「小菊」は花束ほどいてアロマを楽しみ⇒小鉢、マメ皿、杯などに一輪ずつ⇒花瓶に無造作に活けてボリュームを出す。…と、地味に可愛く、ポテンシャル豊富な花です。

普段この花の可愛さ&懐の深さを忘れているのはどうゆうわけなんだろう

ってのは、今頃、菊の花を活けるたびに、性懲りもせずに思うこと。
そして、そんな、菊の魅力を再発見できるのも、重陽の節句、七十二候「菊花開」、菊まつりと続く秋の決まり事のおかげかも?
と、古い暦と行事に感謝してみたりする。

…っうか、忘れんなよ、私。

一枝の花の量が多いのも
言ってみれば小菊のバリューだと思う。

…って、単に費用対効果を気にしたケチ根性かもしれませんけど。
とにかく、スプレーマムとかポットマムとか、やっぱ菊は小菊のマム系(←勝手に言ってます。)が最高!
と思っている私。

しかも、七十二候「菊花開」の時期の花屋さんは決まって「菊花盛」な感じに多種類の小菊で溢れかえる。
…はずなんですが、今年はそうはいかなかったみたい。

花屋のオーナー曰く

「今年の悪天候続きで、品薄&割高の憂き目にあってるんだよねぇ。」
だって、ああ…。

今年は、ことさらに、じっくり選んだ菊2種類。
まずは、包みを開いて、菊の香を楽しみつつ眺めます。

って、これは、どの花を活ける前にもやってる個人的な儀式(?)です。

特に菊の香りは、しみじみと。
いやじわじわと、ヒトのココロを落ち着かせる作用がある気がするんですが、どうでしょう?

そして、小菊ってやっぱカワイイっ!

菊の花

普段は仏花として、いつも花屋さんの片隅にいるせいなのか、この可愛さを忘れているなぁ。

整理して落とした小さな花や葉っぱも
もちろん小さな器に分けて活けますっ!

水切り&水揚げしつつ、活けるに邪魔になる葉っぱや根元の花は整理しますが、落とした花も葉っぱももちろん極力捨てません。

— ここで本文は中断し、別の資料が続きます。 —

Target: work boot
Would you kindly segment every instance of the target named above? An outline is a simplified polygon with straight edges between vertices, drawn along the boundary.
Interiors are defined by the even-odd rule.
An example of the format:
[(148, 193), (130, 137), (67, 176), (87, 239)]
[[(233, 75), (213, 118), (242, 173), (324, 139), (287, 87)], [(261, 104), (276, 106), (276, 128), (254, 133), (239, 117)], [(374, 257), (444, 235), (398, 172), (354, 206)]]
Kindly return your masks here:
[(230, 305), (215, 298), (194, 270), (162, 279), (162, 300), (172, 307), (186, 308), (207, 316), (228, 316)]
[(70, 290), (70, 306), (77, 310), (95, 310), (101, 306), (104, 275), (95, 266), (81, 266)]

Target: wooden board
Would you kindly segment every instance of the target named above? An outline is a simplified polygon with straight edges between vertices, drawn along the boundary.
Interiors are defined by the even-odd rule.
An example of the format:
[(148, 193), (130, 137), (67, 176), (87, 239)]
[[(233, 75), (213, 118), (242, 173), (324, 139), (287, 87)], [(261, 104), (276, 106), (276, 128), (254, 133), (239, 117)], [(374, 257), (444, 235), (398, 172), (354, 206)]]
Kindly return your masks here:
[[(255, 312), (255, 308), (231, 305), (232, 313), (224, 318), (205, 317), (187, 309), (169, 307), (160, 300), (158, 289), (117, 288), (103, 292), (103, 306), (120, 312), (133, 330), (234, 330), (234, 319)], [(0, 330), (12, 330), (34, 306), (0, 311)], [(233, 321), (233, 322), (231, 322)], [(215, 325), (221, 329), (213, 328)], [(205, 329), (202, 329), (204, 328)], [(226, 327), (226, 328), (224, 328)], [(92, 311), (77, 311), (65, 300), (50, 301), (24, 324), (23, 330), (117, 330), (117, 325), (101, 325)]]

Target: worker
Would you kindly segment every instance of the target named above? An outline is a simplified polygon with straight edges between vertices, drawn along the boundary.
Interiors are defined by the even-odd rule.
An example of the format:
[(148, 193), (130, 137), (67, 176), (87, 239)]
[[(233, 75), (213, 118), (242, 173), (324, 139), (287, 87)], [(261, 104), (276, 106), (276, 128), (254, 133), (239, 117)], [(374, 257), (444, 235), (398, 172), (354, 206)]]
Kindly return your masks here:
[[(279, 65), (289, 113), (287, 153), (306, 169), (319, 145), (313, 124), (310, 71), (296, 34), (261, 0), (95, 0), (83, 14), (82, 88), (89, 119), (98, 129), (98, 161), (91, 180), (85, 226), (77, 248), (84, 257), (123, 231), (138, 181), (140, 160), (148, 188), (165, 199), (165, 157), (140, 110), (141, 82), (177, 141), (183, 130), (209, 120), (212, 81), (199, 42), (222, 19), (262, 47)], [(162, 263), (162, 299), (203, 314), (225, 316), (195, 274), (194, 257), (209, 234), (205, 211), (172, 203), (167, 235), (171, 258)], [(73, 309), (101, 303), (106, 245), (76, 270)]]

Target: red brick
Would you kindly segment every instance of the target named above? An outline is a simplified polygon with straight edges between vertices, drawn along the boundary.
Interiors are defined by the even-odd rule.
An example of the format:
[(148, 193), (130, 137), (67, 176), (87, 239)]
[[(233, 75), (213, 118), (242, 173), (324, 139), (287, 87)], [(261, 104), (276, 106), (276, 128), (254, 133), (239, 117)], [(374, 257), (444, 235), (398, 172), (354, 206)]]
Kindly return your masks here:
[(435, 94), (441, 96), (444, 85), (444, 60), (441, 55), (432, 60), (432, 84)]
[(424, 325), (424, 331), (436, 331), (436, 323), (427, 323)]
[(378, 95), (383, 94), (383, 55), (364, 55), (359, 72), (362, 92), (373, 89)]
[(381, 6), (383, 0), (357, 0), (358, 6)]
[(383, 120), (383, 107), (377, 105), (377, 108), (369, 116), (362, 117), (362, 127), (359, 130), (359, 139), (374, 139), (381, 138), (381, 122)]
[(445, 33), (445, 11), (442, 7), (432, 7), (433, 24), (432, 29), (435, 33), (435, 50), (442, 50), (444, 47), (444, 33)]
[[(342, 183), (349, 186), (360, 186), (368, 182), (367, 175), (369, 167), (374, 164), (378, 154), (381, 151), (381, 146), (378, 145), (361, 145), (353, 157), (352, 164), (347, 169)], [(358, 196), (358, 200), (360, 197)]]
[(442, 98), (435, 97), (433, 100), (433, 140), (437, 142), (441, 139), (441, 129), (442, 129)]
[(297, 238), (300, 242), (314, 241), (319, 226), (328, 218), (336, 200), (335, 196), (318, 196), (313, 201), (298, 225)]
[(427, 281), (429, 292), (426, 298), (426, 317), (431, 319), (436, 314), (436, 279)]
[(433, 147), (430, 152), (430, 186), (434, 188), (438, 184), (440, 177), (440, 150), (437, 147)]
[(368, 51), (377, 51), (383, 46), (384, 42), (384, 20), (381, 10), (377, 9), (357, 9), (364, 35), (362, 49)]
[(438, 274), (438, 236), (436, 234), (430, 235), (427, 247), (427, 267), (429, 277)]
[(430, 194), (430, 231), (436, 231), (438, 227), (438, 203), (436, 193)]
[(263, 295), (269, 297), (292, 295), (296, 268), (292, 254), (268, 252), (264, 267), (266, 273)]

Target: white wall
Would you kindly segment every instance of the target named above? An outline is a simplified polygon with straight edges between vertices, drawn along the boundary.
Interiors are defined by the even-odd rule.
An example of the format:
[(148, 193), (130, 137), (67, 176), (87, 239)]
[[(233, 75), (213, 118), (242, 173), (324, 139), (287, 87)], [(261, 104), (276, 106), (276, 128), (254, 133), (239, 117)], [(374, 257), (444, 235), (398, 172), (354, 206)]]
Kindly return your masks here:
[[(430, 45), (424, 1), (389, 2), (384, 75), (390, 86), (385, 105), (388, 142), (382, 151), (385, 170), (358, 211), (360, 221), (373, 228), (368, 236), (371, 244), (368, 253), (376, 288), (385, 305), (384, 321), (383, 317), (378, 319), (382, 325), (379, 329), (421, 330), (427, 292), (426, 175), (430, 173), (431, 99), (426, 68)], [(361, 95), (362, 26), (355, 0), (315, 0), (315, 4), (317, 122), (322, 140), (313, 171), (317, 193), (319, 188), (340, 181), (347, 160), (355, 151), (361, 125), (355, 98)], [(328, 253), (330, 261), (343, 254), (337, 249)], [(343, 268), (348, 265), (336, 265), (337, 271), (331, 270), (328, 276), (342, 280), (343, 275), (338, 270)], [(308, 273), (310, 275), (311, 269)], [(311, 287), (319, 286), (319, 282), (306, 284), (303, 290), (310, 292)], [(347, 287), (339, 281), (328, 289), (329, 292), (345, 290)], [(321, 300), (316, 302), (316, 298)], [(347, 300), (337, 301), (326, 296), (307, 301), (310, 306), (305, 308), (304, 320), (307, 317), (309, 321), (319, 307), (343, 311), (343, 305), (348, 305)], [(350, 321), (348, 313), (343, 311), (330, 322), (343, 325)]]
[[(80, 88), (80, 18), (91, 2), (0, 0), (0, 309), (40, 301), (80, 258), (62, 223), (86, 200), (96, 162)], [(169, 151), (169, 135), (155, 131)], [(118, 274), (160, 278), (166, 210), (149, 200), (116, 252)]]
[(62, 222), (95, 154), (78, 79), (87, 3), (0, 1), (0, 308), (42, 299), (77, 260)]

しかも、手が滑って大きい花まで落としちゃったんですが( ´艸`)。
それも活けます。

菊を飾る

というか、この活け方は、これで、めちゃカワイイ。
骨董市などで安く買った、アンティークのお茶碗も「菊花開」の日々から大活躍。
おちょこなんかも同じ理由で活用可能です。

菊は保水性が高い花なので、マメ皿、杯だってオッケーです。

十三夜のすすきと菊のコラボだっ!

今年は、どっさり買えなかったもので、菊だけだと、ちょっと寂しい。
昨夜のお供えのすすきと季節の花りんどうなどを一緒に飾る。
十三夜の花と菊

ああボリュームがでた。
どんな花とも、似合ってしまうのも、小菊の魅力です。

花屋のオーナー曰くをもうひとつ。

「天候が良くなれば、すぐにたくさん入荷するし、安くなるからね」

天気予報によれば、ここしばしは、穏やかな日々。
楽しみにしてるよっ!

そうして、菊の旬が東京にやってきて、少しずつ北へ。
そして、そういえば、この日を境にするように、北の紅葉がゆっくり、東京に近づいて来るような気もします。

ああ、大好きな穏やかな秋。
しばしゆっくりこの地でくつろいでいてください。